Ceza Hukuku Dersi 5. Ünite Sorularla Öğrenelim
Kusurluluk
- Özet
- Sorularla Öğrenelim
Ceza hukukunda kusurluluk ne anlama gelir?
Ceza hukukunun konusunu oluşturan kusur, fail hakkında yapılan kişisel kınama yargısını ifade etmektedir. Kınamanın sebebi ise failin norma uygun davranabilecek, hukuka
uygun hareket edebilecek durumda olmasına rağmen, hukuka aykırı davranışı tercih etmesi, hukukun kendisinden talep ettiği şekilde davranmamasıdır. Dolayısıyla kusur failin
irade oluşumunun kınanabilirliği anlamına gelmektedir.
Kusur yeteneği nedir?
Bir kimsenin işlediği fiilden dolayı kınanabilmesi, yani kusurlu olduğundan söz edilebilmesi için öncelikle bu kişinin fiili işlediği sırada kusur yeteneğine sahip olması gerekmektedir. TCK’da kusur yeteneğine ilişkin bir tanım yoktur. Ancak TCK’nın yaş küçüklüğünü
ve akıl hastalığını düzenleyen 31. ve 32. maddelerini göz önünde bulundurarak kusur yeteneğine ilişkin bir tanım yapmak mümkündür. Buna göre kusur yeteneği, kişinin işlediği
fiilin hukuki anlam ve sonuçlarını algılama (algılama yeteneği) ve davranışlarını bu doğrultuda yönlendirme (irade yeteneği) kabiliyetidir.
Algılama yeteneği nedir?
Algılama yeteneği, insanın kendi varlığının bilincinde olarak çevresindeki olguları gözlemleyebilme kabiliyetini ifade eder. Algılama yeteneği, insanın zihnî gelişiminin yanı
sıra içinde bulunduğu sosyal ve kültürel çevrenin şartlarına bağlı olarak gelişmektedir.
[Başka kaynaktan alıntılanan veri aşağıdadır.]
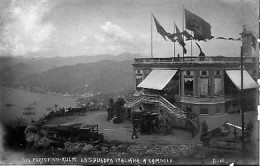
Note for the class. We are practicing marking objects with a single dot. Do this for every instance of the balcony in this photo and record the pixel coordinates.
(176, 60)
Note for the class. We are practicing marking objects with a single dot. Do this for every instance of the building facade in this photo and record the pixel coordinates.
(204, 86)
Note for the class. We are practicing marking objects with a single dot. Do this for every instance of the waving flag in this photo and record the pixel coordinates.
(200, 28)
(201, 52)
(254, 42)
(180, 39)
(160, 29)
(221, 38)
(187, 35)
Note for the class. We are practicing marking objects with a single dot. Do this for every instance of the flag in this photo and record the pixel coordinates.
(201, 52)
(200, 28)
(180, 39)
(254, 42)
(221, 38)
(160, 29)
(187, 35)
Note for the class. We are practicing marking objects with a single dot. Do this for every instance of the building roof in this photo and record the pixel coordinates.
(235, 76)
(157, 79)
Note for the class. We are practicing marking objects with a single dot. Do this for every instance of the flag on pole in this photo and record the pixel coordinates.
(187, 35)
(200, 28)
(180, 39)
(160, 29)
(254, 41)
(201, 52)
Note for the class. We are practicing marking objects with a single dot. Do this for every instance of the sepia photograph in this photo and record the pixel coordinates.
(129, 82)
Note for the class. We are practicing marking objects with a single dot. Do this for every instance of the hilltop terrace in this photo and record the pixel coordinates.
(195, 60)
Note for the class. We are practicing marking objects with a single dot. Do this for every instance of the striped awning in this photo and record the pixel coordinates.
(157, 79)
(248, 81)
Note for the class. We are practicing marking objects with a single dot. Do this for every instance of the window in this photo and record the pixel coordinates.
(188, 82)
(204, 111)
(188, 86)
(217, 109)
(204, 83)
(204, 86)
(138, 77)
(188, 109)
(217, 82)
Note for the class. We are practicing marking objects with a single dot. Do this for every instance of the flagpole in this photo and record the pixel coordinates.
(183, 20)
(191, 43)
(173, 39)
(151, 35)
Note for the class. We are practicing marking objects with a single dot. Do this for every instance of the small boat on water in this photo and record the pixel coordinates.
(29, 107)
(9, 105)
(28, 113)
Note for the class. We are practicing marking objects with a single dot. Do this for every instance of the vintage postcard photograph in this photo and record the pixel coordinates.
(129, 82)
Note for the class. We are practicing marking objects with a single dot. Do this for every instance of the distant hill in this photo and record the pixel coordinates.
(44, 64)
(105, 76)
(16, 68)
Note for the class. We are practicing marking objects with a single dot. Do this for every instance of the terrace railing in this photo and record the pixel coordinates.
(217, 59)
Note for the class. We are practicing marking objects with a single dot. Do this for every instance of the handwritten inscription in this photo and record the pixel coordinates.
(96, 160)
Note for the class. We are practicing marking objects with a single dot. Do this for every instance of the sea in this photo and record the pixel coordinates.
(14, 103)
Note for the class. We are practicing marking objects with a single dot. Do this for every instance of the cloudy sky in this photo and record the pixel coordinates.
(89, 27)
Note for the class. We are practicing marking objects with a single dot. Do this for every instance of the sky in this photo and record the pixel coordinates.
(49, 28)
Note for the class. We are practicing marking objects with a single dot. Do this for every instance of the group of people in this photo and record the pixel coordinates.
(149, 124)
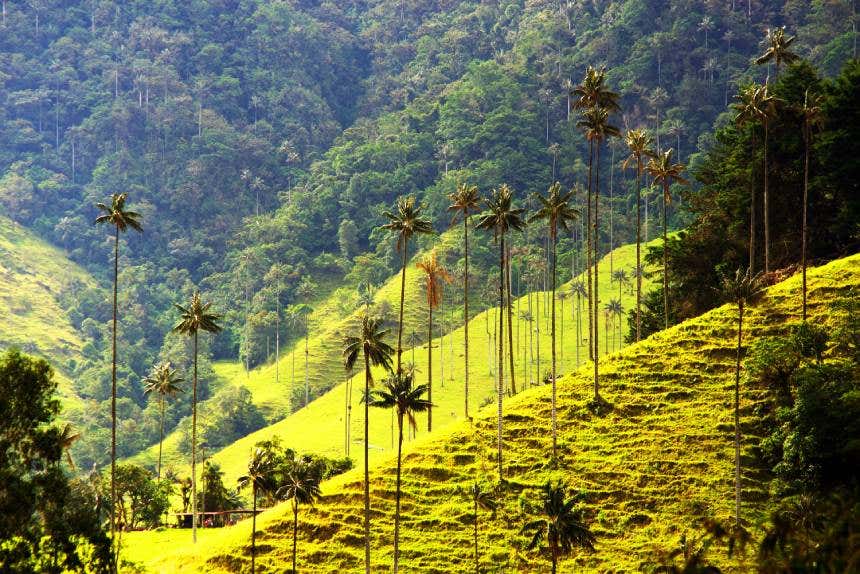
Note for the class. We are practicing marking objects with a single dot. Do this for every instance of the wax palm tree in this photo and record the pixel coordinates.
(501, 218)
(371, 345)
(435, 275)
(778, 48)
(405, 222)
(260, 477)
(577, 289)
(592, 93)
(595, 122)
(745, 288)
(665, 173)
(560, 525)
(301, 478)
(122, 220)
(406, 400)
(639, 143)
(164, 382)
(555, 208)
(482, 499)
(193, 319)
(812, 118)
(465, 202)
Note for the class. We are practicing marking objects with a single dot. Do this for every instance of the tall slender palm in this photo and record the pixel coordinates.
(639, 143)
(743, 289)
(500, 218)
(406, 400)
(555, 208)
(560, 525)
(812, 118)
(464, 202)
(193, 319)
(260, 477)
(482, 499)
(592, 93)
(301, 485)
(435, 275)
(122, 220)
(164, 382)
(405, 222)
(370, 343)
(577, 289)
(595, 122)
(665, 173)
(778, 48)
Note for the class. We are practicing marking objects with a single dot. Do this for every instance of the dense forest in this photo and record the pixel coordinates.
(261, 142)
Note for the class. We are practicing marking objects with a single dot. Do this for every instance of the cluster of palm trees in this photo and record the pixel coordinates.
(164, 381)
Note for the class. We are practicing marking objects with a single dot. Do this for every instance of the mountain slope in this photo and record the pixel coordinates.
(661, 457)
(34, 277)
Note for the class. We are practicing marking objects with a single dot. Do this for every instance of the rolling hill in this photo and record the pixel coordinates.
(658, 459)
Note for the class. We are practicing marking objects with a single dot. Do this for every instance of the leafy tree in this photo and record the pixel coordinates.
(743, 289)
(165, 383)
(259, 477)
(639, 144)
(193, 319)
(435, 275)
(501, 218)
(665, 173)
(302, 479)
(371, 345)
(121, 219)
(464, 202)
(406, 400)
(405, 223)
(560, 525)
(556, 210)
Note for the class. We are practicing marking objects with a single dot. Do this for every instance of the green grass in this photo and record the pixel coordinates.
(33, 274)
(659, 458)
(321, 425)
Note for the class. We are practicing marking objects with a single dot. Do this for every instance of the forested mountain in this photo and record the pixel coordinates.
(261, 140)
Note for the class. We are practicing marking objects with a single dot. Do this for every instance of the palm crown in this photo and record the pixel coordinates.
(370, 342)
(465, 201)
(196, 317)
(407, 221)
(117, 215)
(556, 209)
(163, 381)
(502, 215)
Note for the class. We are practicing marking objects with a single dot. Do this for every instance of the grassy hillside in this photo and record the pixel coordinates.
(659, 458)
(322, 423)
(33, 275)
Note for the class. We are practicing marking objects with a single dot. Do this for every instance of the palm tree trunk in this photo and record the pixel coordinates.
(430, 366)
(402, 296)
(665, 257)
(194, 448)
(114, 549)
(552, 332)
(638, 248)
(295, 530)
(161, 437)
(737, 418)
(501, 375)
(596, 301)
(397, 493)
(589, 252)
(253, 530)
(766, 214)
(807, 137)
(510, 307)
(466, 308)
(366, 464)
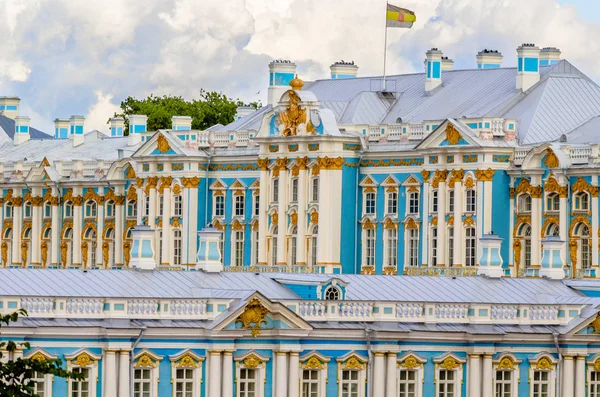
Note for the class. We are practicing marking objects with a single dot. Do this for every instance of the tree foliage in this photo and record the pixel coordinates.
(209, 109)
(15, 375)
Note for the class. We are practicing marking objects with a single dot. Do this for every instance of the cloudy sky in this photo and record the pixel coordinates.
(64, 57)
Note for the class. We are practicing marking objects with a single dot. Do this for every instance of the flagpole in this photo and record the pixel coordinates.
(384, 47)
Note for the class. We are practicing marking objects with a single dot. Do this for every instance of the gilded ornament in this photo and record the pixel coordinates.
(551, 160)
(313, 363)
(450, 363)
(293, 115)
(253, 317)
(145, 361)
(484, 175)
(411, 362)
(354, 363)
(162, 144)
(452, 135)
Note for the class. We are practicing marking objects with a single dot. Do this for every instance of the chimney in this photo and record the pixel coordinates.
(117, 124)
(61, 128)
(433, 70)
(343, 70)
(137, 126)
(549, 56)
(209, 258)
(242, 111)
(281, 72)
(76, 129)
(528, 69)
(489, 59)
(447, 64)
(181, 123)
(142, 248)
(9, 106)
(21, 130)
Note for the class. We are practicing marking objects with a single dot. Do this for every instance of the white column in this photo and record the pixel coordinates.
(214, 370)
(119, 225)
(580, 376)
(264, 194)
(458, 246)
(488, 376)
(56, 227)
(474, 376)
(567, 377)
(390, 381)
(100, 235)
(280, 373)
(302, 197)
(282, 210)
(378, 374)
(227, 374)
(441, 243)
(294, 385)
(110, 374)
(166, 228)
(124, 373)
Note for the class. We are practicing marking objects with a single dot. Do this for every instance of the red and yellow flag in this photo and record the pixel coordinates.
(397, 17)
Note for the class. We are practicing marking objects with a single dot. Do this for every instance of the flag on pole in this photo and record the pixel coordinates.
(397, 17)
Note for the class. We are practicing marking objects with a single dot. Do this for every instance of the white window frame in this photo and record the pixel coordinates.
(507, 362)
(441, 364)
(185, 360)
(315, 362)
(145, 359)
(542, 360)
(362, 371)
(258, 363)
(410, 361)
(72, 363)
İnsan, çevresindeki olaylara ilişkin gözlemlerinden sonuç çıkarırken, yükümlülüklerinin
ve bunlara aykırı davranması hâlinde sorumlu tutulacağının bilinciyle hareket etmelidir
(haksızlık bilinci). Böyle bir bilince sahip olmasına rağmen kişinin hukukun gereklerine
aykırı davranması, onun hakkındaki kınama yargısının temelini oluşturmaktadır. Kişi,
tercihini, haksızlık teşkil ettiğini bildiği, hukukun icaplarına aykırı olan fiili işlemekten
yana kullanmış olmalıdır.
Algılama yeteneği, soyut olarak, kişinin farik ve mümeyyiz olmasını değil, işlediği fiilin
içinde yaşamış olduğu toplumda ne anlama geldiğinin bilincinde olmasını ifade etmektedir. Buna göre, algılanması gereken “işlediği fiilin hukuki anlam ve sonuçları”dır (m. 31/2,
32/1, 34/1). Kısacası algılama yeteneği, işlediği fiilin haksızlık teşkil ettiği bilincine sahip
olmak demektir.
İrade yeteneği nedir?
Kişinin işlemiş olduğu fiilden dolayı kusurlu sayılabilmesi için algılama yeteneğine sahip
olması yeterli değildir. Ayrıca bu kişinin somut olayda davranışlarını hukukun gereklerine
göre yönlendirebilme yeteneğine de sahip olması gerekir.
Ceza hukukunda, yönlendirici iradenin ürünü olan, belli bir amaca yönelen (ereksel/
gai) ve dış dünyada meydana gelen insan davranışlarına fiil denilmektedir. İrade ürünü
olmak fiilin bir vasfı olarak karşımıza çıkmaktadır. Fiilin varlığından söz edilebilmesi için
gerekli olan bu irade, değerden yoksundur. İradenin oluşum sürecindeki ilk aşamada,
belli bir davranışa ilişkin plan, bu davranışa ilişkin önceden tasarlanan nedensellik serisi
hakkındaki bilgi bulunmaktadır. Bundan sonraki aşamada kişi, davranış normlarına rağmen, planladığı bu davranışının bir değerlendirmesini yapmaktadır. Bu değerlendirme
sonucunda hareketinin davranış normlarına aykırı olduğunu bilmesine, bunun bilincinde
olmasına rağmen tercihini fiili işlemekten yana kullanan kişinin iradesi, kusurluluk yönünden değer ifade etmektedir. Kusurun unsurunu oluşturan irade, davranış normlarının
anlam içeriğinin bilinmesini, bunların bilincinde olunmasını gerektirmektedir.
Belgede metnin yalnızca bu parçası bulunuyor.